One of the appealing features of the 750STOL is the visibility from the cockpit. Most high wing airplanes have a wing spar/structure that carries through the top of the cabin or the cabin roof itself is solid. Look at the roof between the wings on this stock photo of a Cessna 172:
Compare that to the 750 which has a clear panel roof - the visibility from the 750 cockpit is amazing:
How does the 750 design accomplish this? The wings taper sharply at the root, but the curvature of the upper wing surface creates a very complex curve. To make this work, the root skins need to a way to mount at the varying taper angle from the tank rib to the root laterally and from the main spar to the rear channel as well. I needed to make a root skin support angle out of 025. I started with a piece of 025 strip and bent it to a 30 degree angle along the length of it.
I marked the angle 400mm up from the end and used the dead blow hammer to flatten from the end to the mark. The goal here is to go from completely flat near the rear channel to a full 30 degree angle at the 400mm mark. It went easier than I thought.
Next I marked the location for fluting bends between rivet locations on the tank skin. It takes a bit of tweaking to get the flutes just right, but eventually the angle starts to get close to the curve required and I could tuck it under the tank skin to get the first rivet in near the reach channel:
The strap duplicator is used to match drill the holes in the tank rib:
Continue to massage the flutes and work the angle until it matches the top of the nose rib:
It took a lot of fussing with flutes, adjusting here, tweaking there to get the angle to lay straight and flat. I soon realized the cleco I used on the taper side at the spar doubler was preventing me for properly adjusting the flutes. Once I removed that one cleco, it was much easier. Unfortunately that misaligned the hole slightly, but I can recover from that when I upsize the holes in final drilling.
Rivets across the angle and into the nose rib. That's better:
Root angle, looking forward:
Sometimes it's easier to take the plans out of the binder and put them beside me on the floor cutting mat instead of walking back and forth to the bench.
With the root skins laid out on 016 sheet, I used the bender as a straight edge and cut the templates out:
First fit up of the root skin looks promising. The instructions aren't very clear on how this interacts with the nose skin, but my measurements look good. The root angle also seems correct:
Laid the skin back on the bench and used the template cut out on the CriCut maker to lay out the curve that sits inboard and will match the curvature of the roof line and the offset of the root rib:
Finger clamps at the rear channel and spar, along with some wide masking tape to get the first cleco in the rear channel:
With all the holes drilled and clecoed along the rear channel, the skin appears to be fitting well:
Happy with how the root skin is fitting up, but I got a bit or work yet to do on it, including rivets along the root rib and the root angle.

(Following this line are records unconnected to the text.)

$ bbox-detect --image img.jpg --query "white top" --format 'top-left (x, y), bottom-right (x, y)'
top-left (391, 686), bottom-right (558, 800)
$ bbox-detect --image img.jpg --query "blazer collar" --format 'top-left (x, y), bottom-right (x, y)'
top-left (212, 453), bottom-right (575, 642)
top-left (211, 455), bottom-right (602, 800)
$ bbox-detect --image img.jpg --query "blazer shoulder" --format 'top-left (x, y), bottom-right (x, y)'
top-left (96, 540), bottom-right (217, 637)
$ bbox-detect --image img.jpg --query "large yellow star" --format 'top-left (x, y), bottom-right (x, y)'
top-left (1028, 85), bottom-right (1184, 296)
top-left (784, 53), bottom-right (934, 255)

Progress is progress. I've got some more hardware for the fuel tanks, and I expect the pressure transducer I ordered online to arrive this week so I can begin testing it's suitability for fuel quantity measurement. Soon I'll be able to flip the wing over on it's back and work on the bottom skins.
Thanks for following along - more to come soon!

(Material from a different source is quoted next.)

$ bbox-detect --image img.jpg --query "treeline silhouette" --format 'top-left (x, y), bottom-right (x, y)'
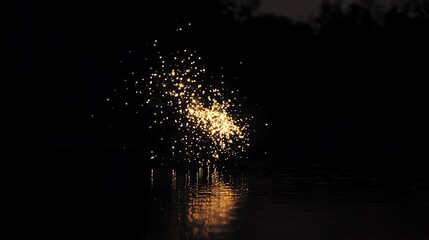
top-left (3, 0), bottom-right (429, 171)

Continued working on the right wing. Got the upper outboard skin mostly matched drilled to the ribs. I've only pilot drilled the skins at the spar and rear channel as I will need to fit the nose and trailing edge skins first, the right size them as a group.
first thing was laying out the rivet spacing on the upper surface as per the plans:
On of the keys to good rivet spacing is knowing where the rib fluting is. Marking it out ensures two rivets between each flute. I marked the distance of each rivet back from the spar centre-line so I can easily transfer the same measurements to the other ribs which are the exact same:
A3 holes clecoed before right sizing to A4 across the top of the wing chord. This really makes the curve of the wing apparent:
With the ribs confirmed as right size, the rear channel is drilled out to A3, waiting for trailing edge skin:
Next up was the upper inboard skin. This makes up the panel that covers the fuel tank. It's installed much the same way as the outboard skin. I'll wait to drill the rear channel here too:
finger clamps help to keep everything straight for pilot hole A3 clecos. Again, I'll wait to drill these up to A4 when I'm ready to add the upper root skin as there is a root angle to attach at the junction of the two skins that help form the taper to the root:
The main upper skins are now complete:
After cutting the 2nd fuel tank skin, I roughly laid out the tank ends and some other parts I needed on 025 for the fuselage. Minimal waste is the goal:
The next steps are joining up the two halves of the fuel tank form template and the two halves of the tank end aluminum templates:
Confirmed the templates match the measurements of the plans. This is very similar to the templates and forms of the wing ribs:
The form template fits well on the outside of the inner wing rib and this confirms the extended tank will fit in the wing bay as I expect. Kinda cool to see it work :)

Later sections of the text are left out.